В цикле изображены доморощенные коммерсанты, находящиеся во власти тех же мздоимцев‑чиновников («Что такое коммерция?»); европеизированные разбогатевшие купцы‑откупщики, неспособные, впрочем, освободиться от тяжелого наследия: «подлого» поведения, бескультурья, презрения к народу, кичливости и чванства и т. д. («Хрептюгин и его семейство»); агрессивные раскольники («Старец», «Матушка Мавра Кузьмовна»).
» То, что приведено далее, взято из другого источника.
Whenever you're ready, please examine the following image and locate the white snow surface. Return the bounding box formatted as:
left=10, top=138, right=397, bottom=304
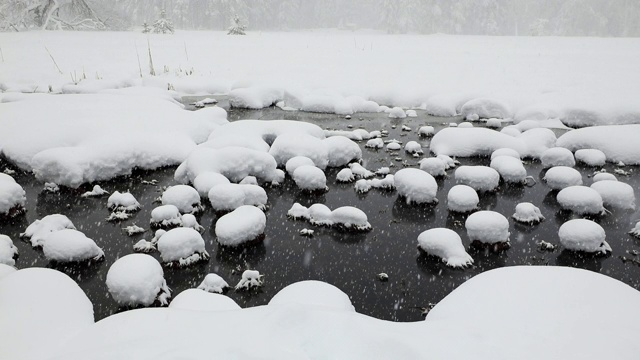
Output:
left=0, top=94, right=226, bottom=188
left=209, top=184, right=268, bottom=211
left=215, top=205, right=267, bottom=246
left=418, top=228, right=473, bottom=267
left=106, top=254, right=171, bottom=306
left=394, top=168, right=438, bottom=204
left=464, top=210, right=509, bottom=244
left=558, top=219, right=611, bottom=254
left=447, top=185, right=480, bottom=212
left=591, top=180, right=636, bottom=210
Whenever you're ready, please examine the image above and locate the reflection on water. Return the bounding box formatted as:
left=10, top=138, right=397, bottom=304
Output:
left=0, top=99, right=640, bottom=321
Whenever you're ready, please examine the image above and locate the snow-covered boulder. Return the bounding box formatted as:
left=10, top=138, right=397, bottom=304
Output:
left=198, top=273, right=229, bottom=294
left=20, top=214, right=76, bottom=247
left=455, top=165, right=500, bottom=192
left=169, top=289, right=240, bottom=312
left=464, top=210, right=510, bottom=245
left=0, top=173, right=27, bottom=217
left=558, top=219, right=611, bottom=254
left=542, top=166, right=582, bottom=190
left=0, top=235, right=18, bottom=266
left=447, top=185, right=480, bottom=213
left=394, top=168, right=438, bottom=204
left=293, top=165, right=329, bottom=191
left=418, top=157, right=447, bottom=177
left=157, top=226, right=209, bottom=266
left=418, top=228, right=473, bottom=267
left=161, top=185, right=204, bottom=214
left=556, top=186, right=605, bottom=215
left=106, top=254, right=171, bottom=307
left=591, top=180, right=636, bottom=210
left=490, top=155, right=527, bottom=184
left=42, top=229, right=104, bottom=263
left=215, top=205, right=267, bottom=246
left=540, top=147, right=576, bottom=168
left=575, top=149, right=607, bottom=166
left=149, top=205, right=182, bottom=228
left=209, top=184, right=268, bottom=211
left=107, top=191, right=140, bottom=212
left=511, top=202, right=544, bottom=224
left=269, top=280, right=355, bottom=312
Создавая дворянские образы, Салтыков в «Губернских очерках» сосредотачивается не столько на мотивах эксплуатации крестьянства дворянами, сколько на проблеме нравственного одичания высшего сословия, порочности крепостнической морали («Неприятное посещение», «Просители», «Приятное семейство», «Госпожа Музовкина»). Замечено, что на этом групповом портрете высший класс общества ни разу не показан в цветении дворянской культуры, как это бывало у Тургенева и Толстого. Опошление, грубая меркантильность, бездуховность сближают щедринских дворян этого цикла с героями рассказов и повестей А. П. Чехова, запечатлевшего один из «финальных актов» жизнедеятельности русского провинциального дворянства.

Пристальному изучению Салтыкова‑Щедрина подвергаются измельчавшие «лишние люди», в 50‑х годах превратившиеся в праздных обывателей, губернских позеров и демагогов (раздел «Талантливые натуры»).
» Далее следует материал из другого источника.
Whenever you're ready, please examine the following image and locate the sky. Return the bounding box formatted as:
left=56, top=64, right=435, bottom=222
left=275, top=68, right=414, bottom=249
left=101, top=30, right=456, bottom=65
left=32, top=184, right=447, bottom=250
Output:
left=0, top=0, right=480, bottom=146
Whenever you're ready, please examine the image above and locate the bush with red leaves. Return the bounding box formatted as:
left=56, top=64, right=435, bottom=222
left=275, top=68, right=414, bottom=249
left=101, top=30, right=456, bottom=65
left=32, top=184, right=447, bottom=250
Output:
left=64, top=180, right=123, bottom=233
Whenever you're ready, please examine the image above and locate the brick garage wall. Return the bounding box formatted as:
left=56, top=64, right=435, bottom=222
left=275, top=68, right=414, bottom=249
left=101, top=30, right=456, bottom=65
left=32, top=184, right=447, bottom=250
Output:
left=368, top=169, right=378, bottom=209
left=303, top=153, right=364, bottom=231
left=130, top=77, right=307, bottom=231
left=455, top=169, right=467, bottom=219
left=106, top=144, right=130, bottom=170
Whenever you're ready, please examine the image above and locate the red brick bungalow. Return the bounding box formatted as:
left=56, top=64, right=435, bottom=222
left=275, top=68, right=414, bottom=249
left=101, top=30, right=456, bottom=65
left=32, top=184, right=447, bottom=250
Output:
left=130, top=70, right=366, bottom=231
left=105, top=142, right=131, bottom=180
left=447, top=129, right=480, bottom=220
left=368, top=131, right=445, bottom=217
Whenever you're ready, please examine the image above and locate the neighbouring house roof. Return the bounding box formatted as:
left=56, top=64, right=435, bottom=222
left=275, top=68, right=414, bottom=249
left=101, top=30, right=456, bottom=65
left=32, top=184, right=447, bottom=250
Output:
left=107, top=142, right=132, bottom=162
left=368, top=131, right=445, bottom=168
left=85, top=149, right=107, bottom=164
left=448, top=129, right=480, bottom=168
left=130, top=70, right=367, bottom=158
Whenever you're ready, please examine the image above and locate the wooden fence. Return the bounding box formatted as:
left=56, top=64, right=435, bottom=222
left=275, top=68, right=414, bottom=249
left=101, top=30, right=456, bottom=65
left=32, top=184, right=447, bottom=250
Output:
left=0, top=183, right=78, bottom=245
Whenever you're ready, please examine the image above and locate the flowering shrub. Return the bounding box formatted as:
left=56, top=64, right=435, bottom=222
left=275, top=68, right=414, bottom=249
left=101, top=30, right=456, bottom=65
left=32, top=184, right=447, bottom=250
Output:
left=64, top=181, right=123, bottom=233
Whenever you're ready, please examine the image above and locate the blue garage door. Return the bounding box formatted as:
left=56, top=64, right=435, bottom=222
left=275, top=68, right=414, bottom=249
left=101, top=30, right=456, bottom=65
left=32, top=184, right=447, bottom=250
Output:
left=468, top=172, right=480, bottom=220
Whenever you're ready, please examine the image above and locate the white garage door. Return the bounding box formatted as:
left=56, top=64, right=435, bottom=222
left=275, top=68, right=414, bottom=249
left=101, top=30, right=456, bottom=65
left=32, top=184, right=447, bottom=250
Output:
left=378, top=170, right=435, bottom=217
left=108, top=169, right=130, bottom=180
В итоге русская провинция 40‑50‑х годов предстает в книге не столько как понятие историко‑географическое, сколько бытийно‑нравственное, социально‑психологическое: «О провинция! Ты растлеваешь людей, ты истребляешь всякую самодеятельность ума, охлаждаешь порывы сердца, уничтожаешь все, даже самую способность желать!». Повествователь – образованный дворянин демократических убеждений – воспринимает провинциальную дворянско‑чиновничью среду как «мир зловоний и болотных испарений, мир сплетен и жирных кулебяк», мир полусна‑полуяви, «мглы и тумана». «Где я, где я, господи!» – заканчивается кульминационная в бытийно‑личностной сфере конфликта глава «Скука». Вновь, как и в «Запутанном деле», социальные проблемы оборачиваются экзистенциальными; эти первые ростки обнаженного психологизма Салтыкова‑Щедрина дадут богатые всходы в романах писателя «Господа Головлевы» и «Пошехонская старина».
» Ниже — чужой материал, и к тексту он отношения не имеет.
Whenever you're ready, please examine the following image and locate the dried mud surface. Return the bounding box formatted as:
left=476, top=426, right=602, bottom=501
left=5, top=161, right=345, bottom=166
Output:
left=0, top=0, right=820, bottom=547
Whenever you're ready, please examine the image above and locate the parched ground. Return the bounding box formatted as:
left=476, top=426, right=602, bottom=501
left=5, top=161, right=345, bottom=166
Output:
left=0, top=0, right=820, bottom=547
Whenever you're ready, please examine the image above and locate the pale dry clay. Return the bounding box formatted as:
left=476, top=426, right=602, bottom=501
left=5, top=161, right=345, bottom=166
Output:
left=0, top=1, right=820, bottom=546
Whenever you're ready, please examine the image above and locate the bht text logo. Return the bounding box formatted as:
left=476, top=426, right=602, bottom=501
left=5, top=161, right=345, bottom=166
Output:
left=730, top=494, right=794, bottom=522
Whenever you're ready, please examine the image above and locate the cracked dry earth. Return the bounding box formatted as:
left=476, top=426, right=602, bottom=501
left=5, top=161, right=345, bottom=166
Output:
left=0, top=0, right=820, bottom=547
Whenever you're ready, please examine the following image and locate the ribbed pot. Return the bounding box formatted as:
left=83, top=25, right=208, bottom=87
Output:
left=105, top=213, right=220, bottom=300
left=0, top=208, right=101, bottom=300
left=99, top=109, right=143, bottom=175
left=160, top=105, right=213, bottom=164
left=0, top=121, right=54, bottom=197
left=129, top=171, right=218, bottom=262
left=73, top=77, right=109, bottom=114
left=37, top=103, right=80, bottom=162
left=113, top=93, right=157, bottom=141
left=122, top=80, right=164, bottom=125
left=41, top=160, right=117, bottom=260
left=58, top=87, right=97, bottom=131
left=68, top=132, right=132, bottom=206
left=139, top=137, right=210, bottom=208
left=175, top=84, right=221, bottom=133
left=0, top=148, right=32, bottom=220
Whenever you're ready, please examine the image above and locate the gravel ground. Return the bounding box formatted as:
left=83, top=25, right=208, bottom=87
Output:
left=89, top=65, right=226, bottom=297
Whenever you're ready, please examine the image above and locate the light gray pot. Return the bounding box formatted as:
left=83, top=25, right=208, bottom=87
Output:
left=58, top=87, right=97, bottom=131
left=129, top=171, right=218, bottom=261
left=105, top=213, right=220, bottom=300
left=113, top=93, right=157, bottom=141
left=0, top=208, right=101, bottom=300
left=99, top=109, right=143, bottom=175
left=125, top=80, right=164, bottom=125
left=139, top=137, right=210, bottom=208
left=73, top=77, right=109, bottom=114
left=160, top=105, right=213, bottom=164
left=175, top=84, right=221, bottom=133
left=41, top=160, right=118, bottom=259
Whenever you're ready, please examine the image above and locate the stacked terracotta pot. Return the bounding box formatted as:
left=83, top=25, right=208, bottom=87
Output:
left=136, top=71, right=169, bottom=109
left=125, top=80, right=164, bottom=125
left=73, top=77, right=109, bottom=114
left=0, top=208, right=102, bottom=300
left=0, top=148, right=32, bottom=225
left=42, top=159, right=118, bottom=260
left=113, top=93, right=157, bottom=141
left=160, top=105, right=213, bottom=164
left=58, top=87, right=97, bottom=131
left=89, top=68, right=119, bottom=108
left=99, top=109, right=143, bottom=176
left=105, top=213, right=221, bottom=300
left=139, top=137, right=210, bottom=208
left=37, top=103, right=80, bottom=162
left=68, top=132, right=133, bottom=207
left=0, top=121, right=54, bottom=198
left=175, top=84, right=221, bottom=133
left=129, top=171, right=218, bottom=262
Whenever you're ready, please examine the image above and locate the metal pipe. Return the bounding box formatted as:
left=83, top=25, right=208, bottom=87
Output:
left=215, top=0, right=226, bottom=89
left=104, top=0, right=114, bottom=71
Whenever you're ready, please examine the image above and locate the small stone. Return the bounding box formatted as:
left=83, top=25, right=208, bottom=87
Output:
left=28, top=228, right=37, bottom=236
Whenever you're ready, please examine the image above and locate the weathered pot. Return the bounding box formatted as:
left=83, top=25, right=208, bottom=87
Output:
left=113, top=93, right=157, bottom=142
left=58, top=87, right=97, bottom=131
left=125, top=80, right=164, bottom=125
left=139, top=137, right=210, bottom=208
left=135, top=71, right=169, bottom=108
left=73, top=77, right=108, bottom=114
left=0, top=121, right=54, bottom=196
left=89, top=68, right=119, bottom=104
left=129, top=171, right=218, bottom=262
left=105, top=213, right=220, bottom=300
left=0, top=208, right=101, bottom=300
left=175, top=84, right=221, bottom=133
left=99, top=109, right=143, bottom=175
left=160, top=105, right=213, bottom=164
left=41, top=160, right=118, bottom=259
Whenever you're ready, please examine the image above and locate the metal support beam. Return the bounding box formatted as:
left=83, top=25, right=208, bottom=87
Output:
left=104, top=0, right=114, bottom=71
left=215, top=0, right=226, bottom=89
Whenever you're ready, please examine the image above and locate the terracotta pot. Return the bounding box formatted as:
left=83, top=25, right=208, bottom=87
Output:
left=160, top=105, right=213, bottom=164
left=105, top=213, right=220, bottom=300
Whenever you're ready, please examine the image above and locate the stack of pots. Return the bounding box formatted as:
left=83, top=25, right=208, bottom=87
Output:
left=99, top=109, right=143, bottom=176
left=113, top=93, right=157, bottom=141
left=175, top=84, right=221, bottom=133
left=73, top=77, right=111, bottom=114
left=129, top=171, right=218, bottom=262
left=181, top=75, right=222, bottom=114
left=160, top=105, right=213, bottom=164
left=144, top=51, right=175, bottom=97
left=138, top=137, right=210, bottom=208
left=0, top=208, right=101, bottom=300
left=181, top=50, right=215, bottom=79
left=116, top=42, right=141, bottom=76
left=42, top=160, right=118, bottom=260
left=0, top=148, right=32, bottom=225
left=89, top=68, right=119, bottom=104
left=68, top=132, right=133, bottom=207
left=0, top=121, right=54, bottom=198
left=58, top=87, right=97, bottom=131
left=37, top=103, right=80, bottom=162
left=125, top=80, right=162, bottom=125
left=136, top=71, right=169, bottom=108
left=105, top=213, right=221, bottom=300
В символической картине похорон «прошлых времен», венчающей цикл («В дороге»), сказались либеральные пред‑реформенные иллюзии писателя. Сравнивая пафос «Губернских очерков» и написанной в 1869‑1870‑х годах «Истории одного города», исследователь отмечал: «Для Крутогорска еще существует надежда на возможность «возрождения», тогда как для Глупова такая перспектива будет, в конечном счете, исключена» 212 .

Современные Салтыкову критики разошлись в идейной и эстетической оценке «Губернских очерков». Ф. М. Достоевский в почвенническом «Времени» писал: «Надворный советник Щедрин во многих своих обличительных произведениях – настоящий художник». Либеральная критика говорила о протесте против частных общественных недостатков («Библиотека для чтения», «Сын Отечества»). Славянофил К. С. Аксаков, высоко оценивая общественный пафос очерков, отказывал им в художественности, упрекал в «карикатурности» и «ненужном цинизме» («Русская беседа»). Н. Г. Чернышевский и Н. А. Добролюбов в «Современнике» писали о неприятии в «Губернских очерках» самих устоев России, подводили читателя к мысли о революционных переменах.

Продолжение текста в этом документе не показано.